Sometimes, though, I just want to curl up, at home, and have nothing to do. Or rather, I want an opportunity to stay home and do all of those things that aren't getting done on the homestead, because we're so busy doing other things.
And then, I realize that I really do have enough time to do both.
Which is what I did this weekend. On Sunday, I took an hour or so and went outside, and (finally) planted my garlic. It was a two-step process, and I envisioned it many times in my head - clean out the bed, plant the garlic has been a running scenario in my head for a couple of weeks.
I keep hearing rumors that we're going to get hit by a Nor'easter this week. The rumors are just quiet little whispers, and so, perhaps, it will just be another rainstorm, or perhaps, since it is just whispers, this time it will be what everyone feared from the last couple of big storms that came our way.

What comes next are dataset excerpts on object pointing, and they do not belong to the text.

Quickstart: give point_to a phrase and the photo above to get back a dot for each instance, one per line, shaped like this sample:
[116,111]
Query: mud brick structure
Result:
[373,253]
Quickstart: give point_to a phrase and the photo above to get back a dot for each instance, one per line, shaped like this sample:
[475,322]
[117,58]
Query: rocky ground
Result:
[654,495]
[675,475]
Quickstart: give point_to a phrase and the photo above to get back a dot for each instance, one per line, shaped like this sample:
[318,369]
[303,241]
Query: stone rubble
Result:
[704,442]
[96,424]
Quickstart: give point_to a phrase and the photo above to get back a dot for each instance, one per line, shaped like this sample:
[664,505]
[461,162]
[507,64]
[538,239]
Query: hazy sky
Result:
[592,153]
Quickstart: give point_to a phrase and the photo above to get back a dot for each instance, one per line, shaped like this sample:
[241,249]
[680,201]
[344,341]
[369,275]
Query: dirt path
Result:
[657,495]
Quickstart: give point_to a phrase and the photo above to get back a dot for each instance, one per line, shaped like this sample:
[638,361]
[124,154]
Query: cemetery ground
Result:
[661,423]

Either way, the garlic is planted, and I'm incredibly thankful that I didn't miss the window because I played the movie in my head instead of just taking the time to put the thoughts into action.
Next summer, when I'm harvesting garlic and next winter, when we're eating the garlic I planted, I'll have another chance to be thankful.
Afterall, gratitude is cumulative - the more one expresses thanks, the more one realizes one has to be thankful for.
And that really is what it's all about.